Torre had his talents, no doubt about it, but he did become spectacularly risk-averse in the bullpen. Most managers are, but Torre reached an extreme. As I’ve remarked before, Joe Girardi has “made” more Major League relievers in less than two years running the Yankees than Torre did in his last five years, perhaps longer.

If you’re the Orioles, you wish you could have done more than this, but the organization isn’t willing to move Brian Roberts, while Melvin Mora and Aubrey Huff haven’t been productive enough to excite anyone. Still, in Bell they added the possible replacement for Mora, and none too soon. There’s some question as to whether Bell can stay at third, and the club still desperately needs help at shortstop, but this is a start.  

The Red Sox made an excellent move in picking up Victor Martinez. They received an offensively talented catcher-first baseman who can spell Jason Varitek, Kevin Youkilis, or, by pushing Youkilis to third base, Mike Lowell. Martinez can’t throw, but Varitek can’t either, so no big loss there. Martinez can belong to the Red Sox for another year if they pick up his $7.5 million option, which seems like a no-brainer. The one risk here is that Martinez has been in a severe slump; in his last 30 games he’s hit .161/.268/.279.

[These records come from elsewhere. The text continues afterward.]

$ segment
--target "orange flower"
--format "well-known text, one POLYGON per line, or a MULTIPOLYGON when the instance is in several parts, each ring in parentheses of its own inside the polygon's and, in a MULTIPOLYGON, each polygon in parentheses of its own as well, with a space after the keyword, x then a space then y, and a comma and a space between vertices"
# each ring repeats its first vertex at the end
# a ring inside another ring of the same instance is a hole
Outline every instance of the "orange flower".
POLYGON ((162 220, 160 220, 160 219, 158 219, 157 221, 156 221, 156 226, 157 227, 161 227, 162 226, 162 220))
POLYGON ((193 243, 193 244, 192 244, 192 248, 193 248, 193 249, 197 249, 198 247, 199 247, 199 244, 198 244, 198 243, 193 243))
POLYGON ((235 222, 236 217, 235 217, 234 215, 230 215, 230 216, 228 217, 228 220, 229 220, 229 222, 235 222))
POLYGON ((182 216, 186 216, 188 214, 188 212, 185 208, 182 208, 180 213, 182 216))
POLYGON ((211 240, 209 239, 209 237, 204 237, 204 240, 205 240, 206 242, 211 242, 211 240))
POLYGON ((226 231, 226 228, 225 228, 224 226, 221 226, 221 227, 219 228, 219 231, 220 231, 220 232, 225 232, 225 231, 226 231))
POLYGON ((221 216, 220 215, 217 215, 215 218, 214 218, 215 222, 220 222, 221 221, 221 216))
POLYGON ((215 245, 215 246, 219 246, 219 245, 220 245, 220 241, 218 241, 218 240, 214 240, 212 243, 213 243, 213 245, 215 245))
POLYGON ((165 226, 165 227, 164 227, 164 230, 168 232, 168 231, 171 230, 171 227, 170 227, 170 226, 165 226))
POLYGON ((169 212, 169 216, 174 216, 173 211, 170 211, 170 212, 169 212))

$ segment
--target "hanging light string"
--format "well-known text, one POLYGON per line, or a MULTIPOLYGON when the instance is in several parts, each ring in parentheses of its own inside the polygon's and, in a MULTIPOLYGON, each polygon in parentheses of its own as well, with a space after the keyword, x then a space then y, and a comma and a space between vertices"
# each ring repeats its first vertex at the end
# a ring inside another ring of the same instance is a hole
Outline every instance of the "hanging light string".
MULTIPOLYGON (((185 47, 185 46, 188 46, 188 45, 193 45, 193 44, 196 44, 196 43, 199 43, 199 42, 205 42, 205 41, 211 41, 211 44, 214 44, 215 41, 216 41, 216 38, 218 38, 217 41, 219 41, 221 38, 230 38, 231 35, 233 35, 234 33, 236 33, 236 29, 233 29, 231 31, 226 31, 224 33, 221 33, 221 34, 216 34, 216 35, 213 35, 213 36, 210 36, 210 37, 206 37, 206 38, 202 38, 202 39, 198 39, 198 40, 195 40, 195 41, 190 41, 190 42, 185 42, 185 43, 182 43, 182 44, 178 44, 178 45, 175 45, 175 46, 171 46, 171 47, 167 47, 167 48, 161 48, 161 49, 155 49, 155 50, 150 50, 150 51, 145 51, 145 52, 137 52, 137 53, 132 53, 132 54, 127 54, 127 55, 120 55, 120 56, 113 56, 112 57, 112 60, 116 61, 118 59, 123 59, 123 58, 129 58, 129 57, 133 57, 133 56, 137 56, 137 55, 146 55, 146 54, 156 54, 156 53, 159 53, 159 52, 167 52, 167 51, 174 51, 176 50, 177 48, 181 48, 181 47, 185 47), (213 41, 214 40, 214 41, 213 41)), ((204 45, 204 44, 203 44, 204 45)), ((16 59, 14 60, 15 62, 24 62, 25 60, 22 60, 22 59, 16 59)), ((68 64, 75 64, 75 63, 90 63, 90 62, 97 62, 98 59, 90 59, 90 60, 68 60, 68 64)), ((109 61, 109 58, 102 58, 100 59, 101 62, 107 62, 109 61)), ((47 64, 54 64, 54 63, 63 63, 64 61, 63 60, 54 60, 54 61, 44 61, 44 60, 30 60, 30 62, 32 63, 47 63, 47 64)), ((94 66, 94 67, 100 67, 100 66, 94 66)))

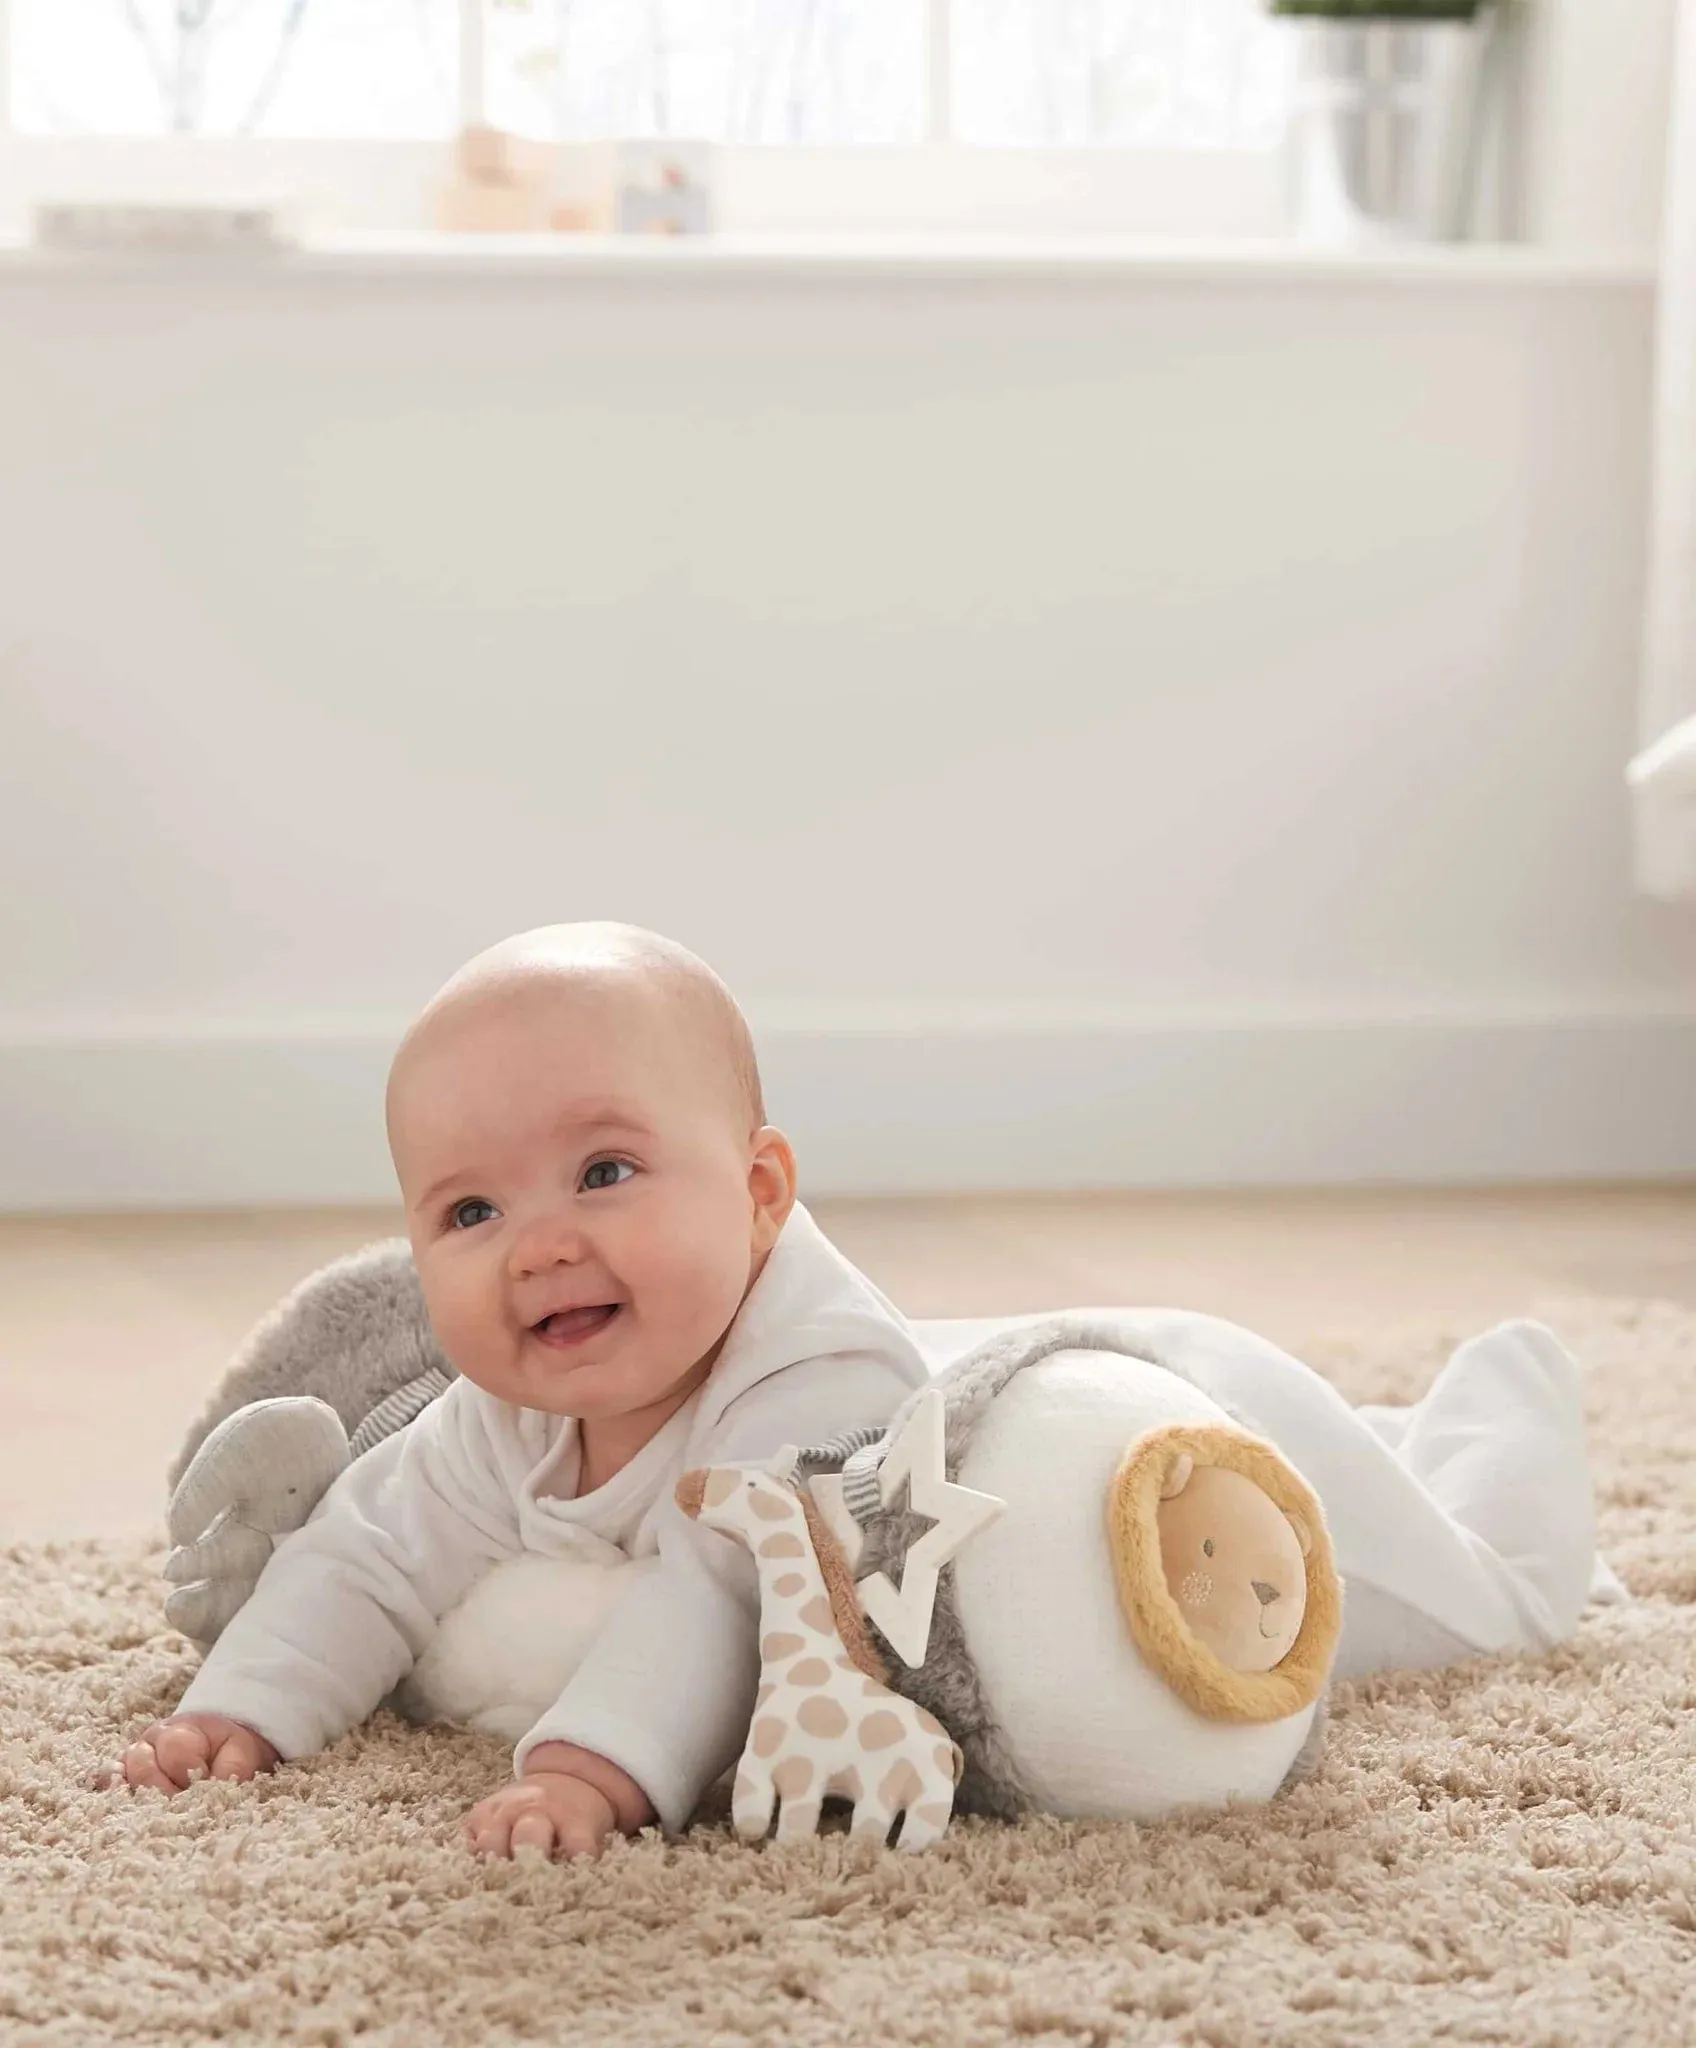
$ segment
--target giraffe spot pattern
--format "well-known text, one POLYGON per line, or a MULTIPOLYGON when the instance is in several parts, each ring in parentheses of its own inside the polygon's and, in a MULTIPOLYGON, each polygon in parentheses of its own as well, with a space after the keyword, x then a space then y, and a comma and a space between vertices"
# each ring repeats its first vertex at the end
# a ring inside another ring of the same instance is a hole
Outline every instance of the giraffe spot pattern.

The acquisition of Martinez rendered Adam LaRoche redundant, so he was swapped off to the Braves for Casey Kotchman. Kotchman is the New Millennium Doug Mientkiewicz, and he’ll take on that role for the Sox. A greater role in the future will depend on this offseason. If Varitek wants to come back, he has the contractual right to do so, and that could block up the catchers’ position a bit. Mike Lowell has another year to go on his deal, and has no-trade protection. David Ortiz is also signed for another year.

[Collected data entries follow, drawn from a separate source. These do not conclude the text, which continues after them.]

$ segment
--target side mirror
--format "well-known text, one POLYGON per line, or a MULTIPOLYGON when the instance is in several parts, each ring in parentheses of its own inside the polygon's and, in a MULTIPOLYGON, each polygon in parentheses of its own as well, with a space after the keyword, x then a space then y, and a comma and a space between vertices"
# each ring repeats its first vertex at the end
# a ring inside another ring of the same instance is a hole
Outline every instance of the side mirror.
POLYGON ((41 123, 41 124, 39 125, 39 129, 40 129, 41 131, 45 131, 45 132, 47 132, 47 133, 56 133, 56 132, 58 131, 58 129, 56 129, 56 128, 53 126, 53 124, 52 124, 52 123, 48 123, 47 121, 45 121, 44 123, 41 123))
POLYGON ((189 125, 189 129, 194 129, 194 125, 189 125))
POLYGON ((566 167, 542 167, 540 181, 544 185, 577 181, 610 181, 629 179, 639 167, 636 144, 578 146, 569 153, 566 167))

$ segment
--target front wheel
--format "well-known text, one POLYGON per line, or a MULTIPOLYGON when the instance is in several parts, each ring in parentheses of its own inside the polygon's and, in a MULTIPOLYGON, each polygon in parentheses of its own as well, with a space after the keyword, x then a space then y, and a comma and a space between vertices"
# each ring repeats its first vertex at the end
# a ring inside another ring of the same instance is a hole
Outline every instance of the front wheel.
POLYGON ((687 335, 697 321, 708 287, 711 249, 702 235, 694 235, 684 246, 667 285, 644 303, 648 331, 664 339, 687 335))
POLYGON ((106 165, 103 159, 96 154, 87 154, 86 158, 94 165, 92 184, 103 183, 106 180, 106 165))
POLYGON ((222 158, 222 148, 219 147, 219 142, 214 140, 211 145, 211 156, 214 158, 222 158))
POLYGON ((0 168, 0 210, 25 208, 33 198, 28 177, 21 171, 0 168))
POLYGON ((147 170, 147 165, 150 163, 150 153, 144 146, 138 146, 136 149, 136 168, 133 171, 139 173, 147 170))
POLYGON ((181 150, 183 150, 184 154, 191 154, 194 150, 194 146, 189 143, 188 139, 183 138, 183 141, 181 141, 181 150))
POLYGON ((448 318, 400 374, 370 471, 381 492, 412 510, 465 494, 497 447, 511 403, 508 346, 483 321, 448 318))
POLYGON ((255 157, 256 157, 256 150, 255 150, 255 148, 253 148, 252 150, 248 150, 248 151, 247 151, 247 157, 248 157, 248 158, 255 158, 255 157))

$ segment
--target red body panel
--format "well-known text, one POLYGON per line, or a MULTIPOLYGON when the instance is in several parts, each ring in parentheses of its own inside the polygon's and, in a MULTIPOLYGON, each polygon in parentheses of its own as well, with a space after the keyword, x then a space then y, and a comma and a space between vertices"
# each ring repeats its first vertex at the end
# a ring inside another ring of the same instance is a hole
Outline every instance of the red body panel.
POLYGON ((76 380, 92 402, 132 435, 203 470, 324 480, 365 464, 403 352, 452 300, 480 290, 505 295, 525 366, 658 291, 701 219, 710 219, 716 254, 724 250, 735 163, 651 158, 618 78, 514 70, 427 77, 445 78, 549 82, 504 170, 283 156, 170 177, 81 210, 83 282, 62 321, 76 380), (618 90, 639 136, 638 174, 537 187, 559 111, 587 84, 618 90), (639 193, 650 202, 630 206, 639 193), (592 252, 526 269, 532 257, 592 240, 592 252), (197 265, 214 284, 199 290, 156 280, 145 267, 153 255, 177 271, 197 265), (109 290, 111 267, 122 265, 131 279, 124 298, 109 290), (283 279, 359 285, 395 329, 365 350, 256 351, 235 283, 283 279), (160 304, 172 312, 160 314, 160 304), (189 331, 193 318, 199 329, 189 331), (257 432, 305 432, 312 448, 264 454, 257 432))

The Braves made an odd deal here, picking up an imminent free agent who isn’t a great hitter for a first baseman. True, Kotchman hadn’t hit like on either, but he’s better at getting on base and is the superior gloveman. The Bravos may do well in the short term given that LaRoche is a second-half hitter, but the gain here is likely small and they may be in possession of neither player by November.

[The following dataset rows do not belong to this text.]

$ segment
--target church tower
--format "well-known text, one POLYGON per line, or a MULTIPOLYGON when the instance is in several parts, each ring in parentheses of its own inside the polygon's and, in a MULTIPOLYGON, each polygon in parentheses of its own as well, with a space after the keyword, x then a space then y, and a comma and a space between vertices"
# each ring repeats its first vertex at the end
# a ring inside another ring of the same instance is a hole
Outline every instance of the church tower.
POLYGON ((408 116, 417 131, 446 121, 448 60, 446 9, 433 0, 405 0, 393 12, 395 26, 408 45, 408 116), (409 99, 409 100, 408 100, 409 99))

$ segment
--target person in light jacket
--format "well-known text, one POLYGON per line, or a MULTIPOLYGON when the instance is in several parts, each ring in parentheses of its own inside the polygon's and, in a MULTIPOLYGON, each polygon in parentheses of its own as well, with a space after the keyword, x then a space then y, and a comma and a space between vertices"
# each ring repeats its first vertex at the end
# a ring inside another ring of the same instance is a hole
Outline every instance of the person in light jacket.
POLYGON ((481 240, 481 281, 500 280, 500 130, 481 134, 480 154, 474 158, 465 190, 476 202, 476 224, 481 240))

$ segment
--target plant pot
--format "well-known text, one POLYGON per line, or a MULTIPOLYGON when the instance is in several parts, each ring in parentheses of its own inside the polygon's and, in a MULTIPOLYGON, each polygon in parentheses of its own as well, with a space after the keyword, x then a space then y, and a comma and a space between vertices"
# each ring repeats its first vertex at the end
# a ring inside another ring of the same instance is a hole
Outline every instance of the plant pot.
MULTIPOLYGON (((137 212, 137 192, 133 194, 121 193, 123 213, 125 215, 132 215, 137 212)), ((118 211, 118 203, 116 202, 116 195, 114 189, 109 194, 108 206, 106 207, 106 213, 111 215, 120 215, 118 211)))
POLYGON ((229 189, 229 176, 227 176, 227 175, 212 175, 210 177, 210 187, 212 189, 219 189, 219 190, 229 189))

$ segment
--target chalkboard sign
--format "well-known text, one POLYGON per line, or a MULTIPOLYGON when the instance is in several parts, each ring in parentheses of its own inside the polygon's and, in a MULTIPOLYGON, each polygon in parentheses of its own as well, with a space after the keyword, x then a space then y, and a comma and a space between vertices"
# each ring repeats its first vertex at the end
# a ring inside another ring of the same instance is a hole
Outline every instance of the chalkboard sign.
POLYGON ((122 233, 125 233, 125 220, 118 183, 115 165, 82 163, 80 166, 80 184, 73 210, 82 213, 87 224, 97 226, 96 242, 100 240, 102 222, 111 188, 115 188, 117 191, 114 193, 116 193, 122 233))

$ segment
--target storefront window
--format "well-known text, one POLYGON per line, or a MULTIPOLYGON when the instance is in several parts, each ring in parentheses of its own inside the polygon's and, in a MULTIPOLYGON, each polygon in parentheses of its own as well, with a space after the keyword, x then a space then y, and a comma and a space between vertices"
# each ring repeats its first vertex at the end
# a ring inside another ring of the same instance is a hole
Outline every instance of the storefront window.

These moves will have an impact on the Yankees as they fight the Red Sox the rest of the way. The Sox have hit well in their own ballpark, averaging 5.7 runs per game in the Fens, but have hit just .252/.336/.402 on the road with an average of 4.6 runs per game. The league-average offense scores 4.7. How the addition of Martinez benefits the Red Sox depends on how they spot him to best advantage in different pitcher match-ups, and if they’re willing to cut into David Ortiz’s playing time now and again or bench Mike Lowell against the odd right-hander in road games. In addition, the deal cost the Sox Justin Masterson the versatile swingman. They might miss having him around.

In terms of the moves the Yankees did not make, it’s a bit surprising to see the long-coveted Jarod Wasburn go to the Tigers for two left-handed pitching prospects, Luke French, who has pitched seven games in the majors this year with strong results, and Mauricio Robles, an A-ball pitcher. Neither is a high-value prospect, just “interesting,” and it seems odd that the Yankees couldn’t have made a competitive offer had they wanted to do so. Now they have the choice of sticking with Sergio Mitre, pulling Phil Hughes out of the bullpen, or trying another minor leaguer, either another retread like (choke) Kei Igawa, or go with an untried pitcher such as Scranton’s George Kontos or Trenton’s Zach McAllister (currently on the disabled list with a “tired arm”). Given Mitre’s track record, they have very little to lose by rolling the dice on anyone this side of Sidney Ponson.